Teams participating in the challenge must submit results for the test portion of the dataset to our evaluation servers, which are hosted on EvalAI. We created different partitions of the test dataset to support different evaluation purposes:

  • Query-dev: This partition consists of 158 images that contain private objects to be located. Each team can upload at most 10 submissions per day to receive evaluation results.
  • Query-challenge: This partition is available for a limited duration before the Computer Vision and Pattern Recognition (CVPR) conference in June 2024 to support the challenge for the few-shot private object localization task, and it contains all 1,056 images in the query set. Results on this partition will determine the challenge winners, which will be announced during the VizWiz Grand Challenge workshop hosted at CVPR. Each team can submit at most five results files over the length of the challenge and at most one result per day. The best scoring submitted result for each team will be selected as the team’s final entry for the competition.
  • Query-standard: This partition is available to support algorithm evaluation year-round, and it contains all 1,056 images in the query set. Each team can submit at most five results files and at most one result per day. Each team can choose to share their results publicly or keep them private.
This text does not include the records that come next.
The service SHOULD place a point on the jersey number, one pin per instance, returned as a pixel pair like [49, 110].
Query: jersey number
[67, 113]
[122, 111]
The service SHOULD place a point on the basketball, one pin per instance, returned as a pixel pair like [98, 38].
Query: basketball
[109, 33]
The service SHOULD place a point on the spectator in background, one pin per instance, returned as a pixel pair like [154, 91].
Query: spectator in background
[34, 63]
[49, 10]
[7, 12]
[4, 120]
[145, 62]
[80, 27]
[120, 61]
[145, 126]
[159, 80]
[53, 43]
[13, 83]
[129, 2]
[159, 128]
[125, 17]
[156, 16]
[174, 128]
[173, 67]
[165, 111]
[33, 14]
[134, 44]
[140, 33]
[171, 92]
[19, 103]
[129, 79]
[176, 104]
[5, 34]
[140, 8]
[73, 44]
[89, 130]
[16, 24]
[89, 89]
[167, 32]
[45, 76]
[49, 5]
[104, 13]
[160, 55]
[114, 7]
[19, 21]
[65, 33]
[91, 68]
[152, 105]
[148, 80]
When shared publicly, the best scoring submitted result will be published on the public leaderboard and will be selected as the team’s final entry for the competition.
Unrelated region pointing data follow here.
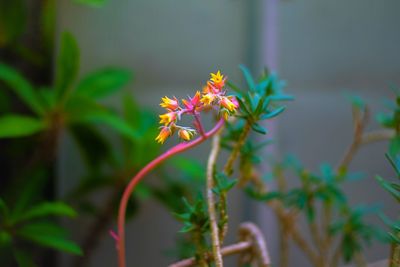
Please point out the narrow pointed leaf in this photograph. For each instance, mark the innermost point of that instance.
(67, 64)
(46, 209)
(21, 87)
(12, 125)
(49, 235)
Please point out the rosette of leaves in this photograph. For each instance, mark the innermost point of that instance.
(317, 193)
(30, 220)
(391, 120)
(196, 222)
(394, 189)
(259, 102)
(353, 231)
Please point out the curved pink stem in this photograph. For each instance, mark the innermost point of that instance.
(141, 174)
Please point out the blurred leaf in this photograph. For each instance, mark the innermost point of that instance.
(5, 238)
(103, 82)
(265, 197)
(192, 169)
(94, 147)
(356, 101)
(92, 3)
(45, 209)
(29, 193)
(395, 162)
(142, 191)
(23, 259)
(388, 187)
(21, 87)
(49, 235)
(394, 146)
(47, 97)
(113, 121)
(67, 64)
(248, 77)
(258, 128)
(12, 125)
(5, 102)
(90, 184)
(3, 210)
(48, 22)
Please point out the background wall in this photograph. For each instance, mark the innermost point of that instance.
(320, 47)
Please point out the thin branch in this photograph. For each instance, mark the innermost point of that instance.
(228, 168)
(249, 231)
(359, 121)
(141, 174)
(225, 251)
(210, 199)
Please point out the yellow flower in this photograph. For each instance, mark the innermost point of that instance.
(218, 80)
(167, 118)
(193, 102)
(217, 77)
(208, 98)
(163, 135)
(228, 104)
(185, 134)
(168, 103)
For evaluation in every phase, submit results for object detection (bounding box) and instance segmentation (instances) separately as these are two separate challenges. Please find leaderboard on the EvalAI challenge page.

Rules

Members of the same team are not allowed to create multiple accounts for a single project to submit more than the maximum number of submissions permitted per team on the test-challenge and test-standard datasets. The only exception is if the person is part of a team that is publishing more than one paper describing unrelated methods.

Publications

VizWiz-FewShot: Locating Objects in Images Taken by People With Visual Impairments
Yu-Yun Tseng, Alexander Bell, and Danna Gurari. European Conference on Computer Vision (ECCV), 2022.